I think you're confused about the insurance premiums. If you're paying $10,000 for the company plan and the company is paying 60% of the cost of the policy then the company is paying $15,000. $15,000 is 60% of $25,000, which is what you say an individual policy would cost you. If the company had to offer you a voucher equal to what it pays towards your insurance, the voucher would be for $15,000, the company's current contribution for your health insurance, and you would still have to pay $10,000 for health insurance, but you would be able to choose the policy and insurance company you wanted not just the one your husband's employer wanted you to have.
Now if everyone had the option of choosing the voucher and every health insurer in the country could sell you a policy, you would have $15,000 of the company's money to spend and some of these companies that you currently can't choose are probably more efficient than the ones that are now available to you, so after applying the $15,000 voucher you might only have to pay an additional $9,000 or $8,000 or perhaps some more efficient insurance company would offer you additional benefits you would like to but don't want to pay extra for. Highly competitive markets not only drive prices down, but they also cause companies to find more creative ways of attracting customers.
You are mistaken about how Medicare reimbursement rates are set. Medicare does not negotiate with providers the way private insurers do. Medicare rates are set by law, either by new acts of Congress or by formulas that were established by past legislation. That's why it takes an act of Congress to change the rates. Obviously, when Congress established the Sustainable Growth Rate formula in 1998, it did not even consult with providers, let alone negotiate with them. If it had, it would not have been necessary to pass legislation every year but one since to prevent the formula from taking effect. There are no tools to determine before hand how low rates can go before quality of care is effected. If there were, Medicare would use them to set its rates and establish its formulas and Congress would not have to pass special legislation each year to try to correct its past mistakes.

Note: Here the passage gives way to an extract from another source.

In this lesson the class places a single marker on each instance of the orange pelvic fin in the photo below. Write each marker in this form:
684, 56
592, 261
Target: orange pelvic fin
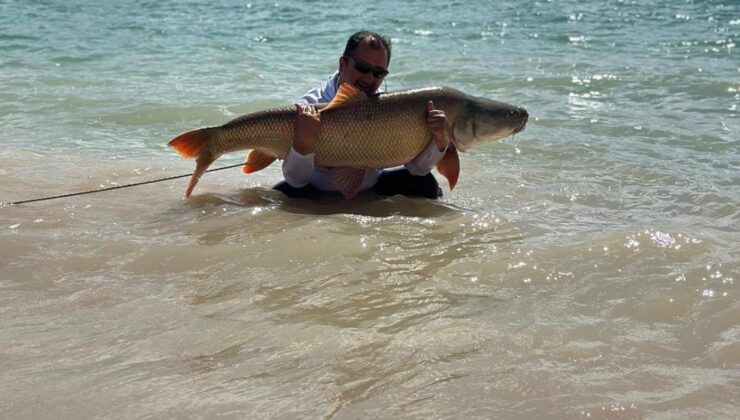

It is a myth that health insurers offer some sort of volume discount to groups. There are only two factors that determine premiums, claims experience and administrative costs. If the underwriting is the same for groups and individuals, the claims experience should be the same, so the only difference in the insurance company's costs are the administrative costs, which are higher for individual policies than they are per capita for group policies. Most of the administrative costs are involved in underwriting and sales, but if the proposed reforms go through, insurers will have to accept everyone, so very little underwriting will be necessary, and if the individual policies are sold directly by the company, either through the Exchange or on the internet or even by phone, the sales costs will be very low and very close to the per capita administrative costs for group plans.
Doctors who accept HMO's do not get paid one rate for patients that have group policies and another rate for patients that have individual policies. Their agreements with the insurance company cover all patients with the same kind of coverage, group or individual.